Thursday 1 May 2014

Tair-E-Lahooti

4 years back, I read this Urdu Novel : Tair e Lahooti.  ( It was later televised and was moderately successful)
The title is inspired from Poetry of the revolutionary poet Allama Iqbal
''Ay Tair-e-Lahooti , us rizzq se maut achi
Jiss rizq se aati ho parwaz mein kotahi''
 meaning
( Oh, you bird of high stature, the food that makes your slack in your flight should have death preferred to it )

Now what happens!

Basically, a street criminal kidnaps a girl he loves , she meets a woman (amma ji) who tells her to be content with what life has given her and when she calls back at her home pleading to be rescued, she is told to 'compromise' to save the honor of her family. 

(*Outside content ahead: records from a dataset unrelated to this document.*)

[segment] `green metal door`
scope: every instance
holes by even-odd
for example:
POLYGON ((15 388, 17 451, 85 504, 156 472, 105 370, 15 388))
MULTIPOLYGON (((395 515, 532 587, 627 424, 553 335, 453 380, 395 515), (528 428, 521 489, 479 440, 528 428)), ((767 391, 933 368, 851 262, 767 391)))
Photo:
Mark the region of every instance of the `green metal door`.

In a parallel plot, there is a rich family. There are two sons, the elder one rapes his maid one day. He is the 'hero' of the story. And the writer Riffat Siraj , actually takes it further. She justifies his actions by calling them an outcome of an 'uncontrollable urge'' that later shamed the good man that he was (by the way the poor maid was a child who happened to be sleeping in his room at that time) . Later on , the love child which is a result of this forced union, is accepted by that guy and his new wife who used to be a tomboy in her earlier life, but was subsequently 'tamed' after marriage and ( surprise, surprise!)  developed 'feelings' for her 'distant and rough husband' who kind of rapes her too. (but since marital rape is commonly romanticized by these writers, it doesn't count as crime)

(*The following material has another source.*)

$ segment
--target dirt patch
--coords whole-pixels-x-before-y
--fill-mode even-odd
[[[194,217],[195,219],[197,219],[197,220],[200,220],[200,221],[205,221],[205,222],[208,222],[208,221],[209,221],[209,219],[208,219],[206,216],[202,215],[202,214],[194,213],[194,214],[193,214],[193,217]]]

The story ends on the glorious note of the kidnapped girl accepting her husband- yes, the one who KIDNAPPED her from the streets just like that. A possible conclusion that other readers derived was that had the girl covered herself properly , she wouldn't have attracted the wrong kind of attention and would not have been kidnapped ( I don't put it past the writer to be conveying this message. No, I definitely don't put it past a writer who talks of rape in a soft, justifying tone )
and the RAPIST ends up leading a happily married life with the tomboy-turned-naik parveen whose heart skips beats at remotest possibility of a physical contact with her rapist husband, and his illegitimate child from a poor maid he raped. 

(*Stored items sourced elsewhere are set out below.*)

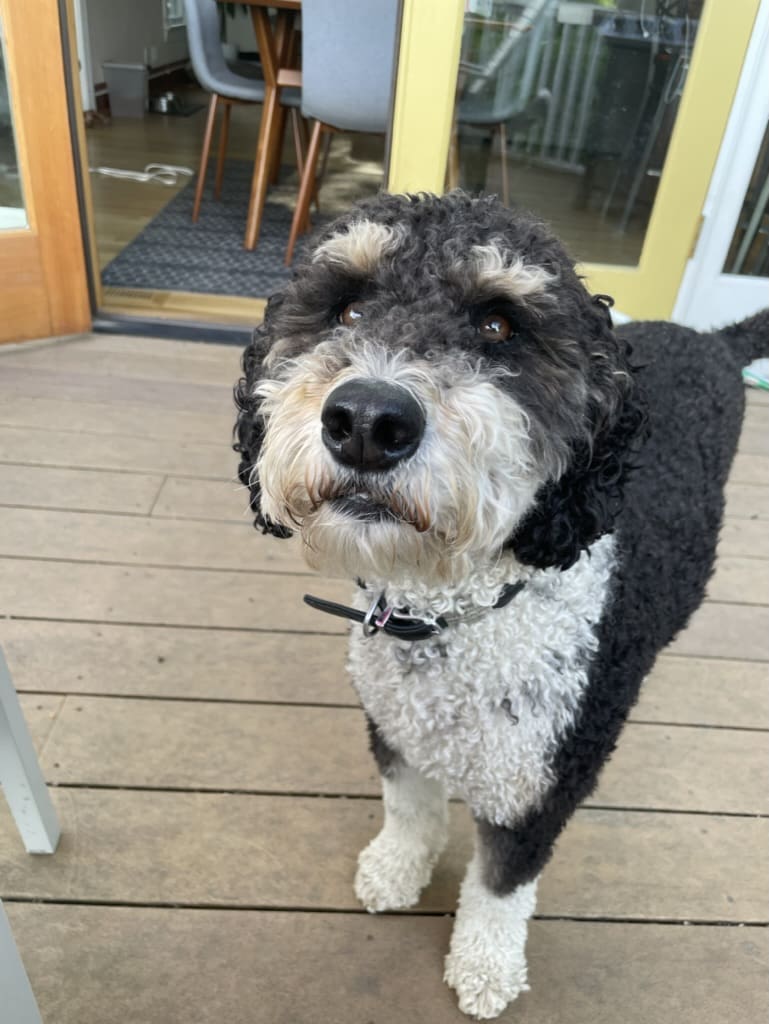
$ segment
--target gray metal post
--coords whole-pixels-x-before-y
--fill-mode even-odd
[[[27,972],[0,901],[0,1001],[8,1024],[43,1024]]]
[[[53,853],[61,829],[0,648],[0,785],[27,853]]]

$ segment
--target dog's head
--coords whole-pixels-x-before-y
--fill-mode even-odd
[[[367,580],[567,568],[611,530],[643,414],[550,231],[493,198],[381,196],[272,297],[236,388],[256,523]]]

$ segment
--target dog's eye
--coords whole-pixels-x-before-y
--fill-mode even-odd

The underlying message , well not really 'underlying' as it was the focal point of the whole story was that how a woman should be a 'satti-savitri' , untouched bud, the covered lollypop attracting no flies, while men around her go around kidnapping and raping girls. She is supposed to compromise and maintain her grace because 'Aurat ko yehi zaib deta hai' (as is appropriate for women)

It makes me realize how PEN is such a dangerous tool in hand of a wrong person.


(Apology to the soul of Iqbal)
AY TAIR-E-LAHOOTI, IS NOVEL SE MAUT ACHI!